01/06/2026
2025 marked a turning point in the Manhattan apartment market as sales rose to their highest level since 2022. Demand was strong, particularly after the presidential election, and was helped by a third consecutive year of double-digit stock returns. NYC’s economy did well in the first three quarters of 2025, with employment reaching an all-time high of 4.261 million in August. The city’s economy has outperformed the nation’s over the past two years and is expected to do so again in 2026.
Perhaps the best news in 2025 was the sharp decline in mortgage rates in the second half of the year. 30-year rates are now hovering around 6.2% and are expected to go lower in 2026. While there are concerns about the health of the U.S. labor market, so far unemployment has remained low. The record-setting federal government shutdown also added to those concerns, as the employment and inflation data markets and the Fed rely on was not being released.

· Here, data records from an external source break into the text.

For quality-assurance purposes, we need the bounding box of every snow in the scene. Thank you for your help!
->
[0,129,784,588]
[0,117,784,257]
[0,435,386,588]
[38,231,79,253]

Worries about a slowing economy combined with the uncertainty of the NYC mayoral election led to a slowdown in sales in the fourth quarter, with closings down 9% from 2024’s fourth quarter. Prices were essentially flat over the past year, with the average resale apartment price at $1,768,953. Unlike many other markets, Manhattan has maintained a healthy level of homes for sale which has kept prices from rising too rapidly. As rates continue to head lower, we expect a very active Manhattan market in 2026.